= Christopher Y. Lew =

American art curator and writer

Christopher Y. Lew is an American art curator and writer based in New York City. He founded The Curatorial Office with Wassan Al-Khudhairi to bring curatorial expertise beyond the museum. Lew is the former the Nancy and Fred Poses Curator at the Whitney Museum of American Art.

==Career==
===Curating===
Before taking his job at the Whitney in 2014, Lew had held positions at MoMA PS1 starting in 2006. At MoMA PS1, he organized numerous exhibitions including Chim Pom, Clifford Owens: Anthology, and Nancy Grossman: Heads (with Klaus Biesenbach), as well as projects by Edgard Aragón, Rey Akdogan, Ilja Karilampi, James Ferraro, and Caitlin Keogh. Additionally, Lew has curated exhibitions and programs in New York City at other venues such as Artists Space and Aljira. Prior to joining the museum, he worked as managing editor at ArtAsiaPacific and held positions at the Aperture Foundation and the Asian American Arts Centre.

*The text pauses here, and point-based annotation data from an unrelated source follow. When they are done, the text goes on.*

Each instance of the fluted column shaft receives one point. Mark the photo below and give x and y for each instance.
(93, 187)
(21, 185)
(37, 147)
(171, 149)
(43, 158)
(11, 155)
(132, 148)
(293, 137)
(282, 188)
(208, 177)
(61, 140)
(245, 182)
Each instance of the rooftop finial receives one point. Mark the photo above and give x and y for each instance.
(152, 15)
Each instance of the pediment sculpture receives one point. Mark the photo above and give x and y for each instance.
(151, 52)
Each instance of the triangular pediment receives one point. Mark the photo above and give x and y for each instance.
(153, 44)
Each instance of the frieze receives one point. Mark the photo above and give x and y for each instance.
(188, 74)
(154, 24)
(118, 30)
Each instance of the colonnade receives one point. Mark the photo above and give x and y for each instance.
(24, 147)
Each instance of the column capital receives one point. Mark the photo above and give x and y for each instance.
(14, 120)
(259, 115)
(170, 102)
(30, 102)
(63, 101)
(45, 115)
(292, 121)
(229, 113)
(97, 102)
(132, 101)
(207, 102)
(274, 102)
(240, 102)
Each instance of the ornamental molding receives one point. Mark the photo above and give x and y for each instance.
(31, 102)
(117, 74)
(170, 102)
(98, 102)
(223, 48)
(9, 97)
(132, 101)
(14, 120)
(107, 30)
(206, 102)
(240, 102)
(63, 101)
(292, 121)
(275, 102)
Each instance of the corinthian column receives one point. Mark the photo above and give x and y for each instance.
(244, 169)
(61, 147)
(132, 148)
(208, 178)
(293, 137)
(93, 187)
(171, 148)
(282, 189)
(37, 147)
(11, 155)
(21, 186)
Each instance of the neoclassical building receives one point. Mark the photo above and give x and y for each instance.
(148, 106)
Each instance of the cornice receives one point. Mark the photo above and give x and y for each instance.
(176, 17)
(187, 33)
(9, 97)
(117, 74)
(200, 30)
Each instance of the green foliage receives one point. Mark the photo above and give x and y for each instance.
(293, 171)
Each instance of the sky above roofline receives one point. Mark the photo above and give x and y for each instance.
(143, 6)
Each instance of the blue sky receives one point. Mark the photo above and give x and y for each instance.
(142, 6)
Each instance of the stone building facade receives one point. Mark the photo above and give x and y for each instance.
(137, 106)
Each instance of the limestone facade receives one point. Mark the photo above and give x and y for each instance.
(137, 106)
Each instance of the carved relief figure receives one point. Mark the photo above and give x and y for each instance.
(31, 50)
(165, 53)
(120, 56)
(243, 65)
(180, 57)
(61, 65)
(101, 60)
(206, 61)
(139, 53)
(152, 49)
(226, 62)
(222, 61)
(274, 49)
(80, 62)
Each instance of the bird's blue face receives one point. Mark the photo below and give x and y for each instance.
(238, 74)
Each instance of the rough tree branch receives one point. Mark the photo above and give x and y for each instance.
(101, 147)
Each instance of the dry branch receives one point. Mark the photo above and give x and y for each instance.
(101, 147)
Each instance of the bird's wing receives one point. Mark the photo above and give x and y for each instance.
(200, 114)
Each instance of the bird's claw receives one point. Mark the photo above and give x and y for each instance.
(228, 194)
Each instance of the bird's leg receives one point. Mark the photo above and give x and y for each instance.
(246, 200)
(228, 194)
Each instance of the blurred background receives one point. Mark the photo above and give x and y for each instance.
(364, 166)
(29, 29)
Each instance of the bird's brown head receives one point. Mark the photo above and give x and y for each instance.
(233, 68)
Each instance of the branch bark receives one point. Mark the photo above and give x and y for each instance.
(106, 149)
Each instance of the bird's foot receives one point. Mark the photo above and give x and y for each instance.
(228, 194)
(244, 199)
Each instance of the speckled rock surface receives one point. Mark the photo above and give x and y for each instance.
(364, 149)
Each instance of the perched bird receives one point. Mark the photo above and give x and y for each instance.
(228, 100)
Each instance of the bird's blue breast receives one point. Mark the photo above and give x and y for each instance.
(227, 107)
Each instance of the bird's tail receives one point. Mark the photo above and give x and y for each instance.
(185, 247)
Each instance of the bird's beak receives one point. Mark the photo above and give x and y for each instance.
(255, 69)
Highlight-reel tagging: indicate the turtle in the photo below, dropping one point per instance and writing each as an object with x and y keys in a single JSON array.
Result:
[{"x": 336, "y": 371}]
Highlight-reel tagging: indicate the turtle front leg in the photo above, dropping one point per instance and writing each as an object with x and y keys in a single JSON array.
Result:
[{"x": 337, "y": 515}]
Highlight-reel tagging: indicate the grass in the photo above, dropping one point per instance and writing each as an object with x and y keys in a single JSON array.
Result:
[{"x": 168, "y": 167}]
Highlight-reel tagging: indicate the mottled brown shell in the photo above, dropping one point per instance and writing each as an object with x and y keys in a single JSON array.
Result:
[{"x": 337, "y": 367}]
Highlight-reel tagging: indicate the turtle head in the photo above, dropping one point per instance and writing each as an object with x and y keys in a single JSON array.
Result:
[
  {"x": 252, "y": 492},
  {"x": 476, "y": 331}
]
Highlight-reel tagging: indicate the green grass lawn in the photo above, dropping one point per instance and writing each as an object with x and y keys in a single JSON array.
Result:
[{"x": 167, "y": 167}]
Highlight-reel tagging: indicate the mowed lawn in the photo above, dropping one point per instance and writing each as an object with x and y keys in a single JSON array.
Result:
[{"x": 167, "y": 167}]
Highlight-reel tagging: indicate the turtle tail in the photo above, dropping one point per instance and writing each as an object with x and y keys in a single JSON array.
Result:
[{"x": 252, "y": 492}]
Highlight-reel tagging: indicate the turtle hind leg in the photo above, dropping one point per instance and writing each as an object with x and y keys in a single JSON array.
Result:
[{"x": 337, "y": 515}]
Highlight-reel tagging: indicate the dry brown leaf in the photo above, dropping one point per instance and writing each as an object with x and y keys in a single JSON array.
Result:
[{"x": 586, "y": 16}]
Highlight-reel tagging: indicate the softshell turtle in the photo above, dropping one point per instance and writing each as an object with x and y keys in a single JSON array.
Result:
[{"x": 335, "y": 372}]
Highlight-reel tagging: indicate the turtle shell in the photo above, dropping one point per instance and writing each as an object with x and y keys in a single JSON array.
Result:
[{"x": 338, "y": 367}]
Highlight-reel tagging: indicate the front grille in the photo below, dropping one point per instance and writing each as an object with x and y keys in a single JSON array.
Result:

At the Whitney, Lew organized the first United States solo exhibitions for emerging artists Rachel Rose (artist) and Jared Madere. He also organized, with Curator Jay Sanders, the first U.S. theatrical presentation by New Theater. His other exhibitions at the Whitney include “Sophia Al-Maria: Black Friday” (2016); “Open Plan: Lucy Dodd” (2016); and the group show “Mirror Cells” (2016), co-organized with associate curator Jane Panetta, and "Eckhaus Latta: Possessed" (2018), co-organized with Lauri London Freedman, the head of product development at the Whitney.

Christopher Y. Lew co-organized the 2017 Whitney Biennial, with Mia Locks.

Lew curated Kevin Beasley's solo exhibition, “A view of a landscape”, the artist's first solo exhibition at a New York museum, opening in late 2018.

In November, 2021, it was announced Lew was leaving the Whitney where he spent close to seven years as the Nancy and Fred Poses Curator. In December 2021, it was announced Lew would be the inaugural chief artistic director of Horizon, a new nonprofit foundation and artist residency in Los Angeles. As a guest curator for the Whitney, he organized "Josh Kline: Project for a New American Century" in 2023 which as the artist's first US museum solo show.

===Writing===
Lew has written broadly for both art periodicals and mainstream news publications.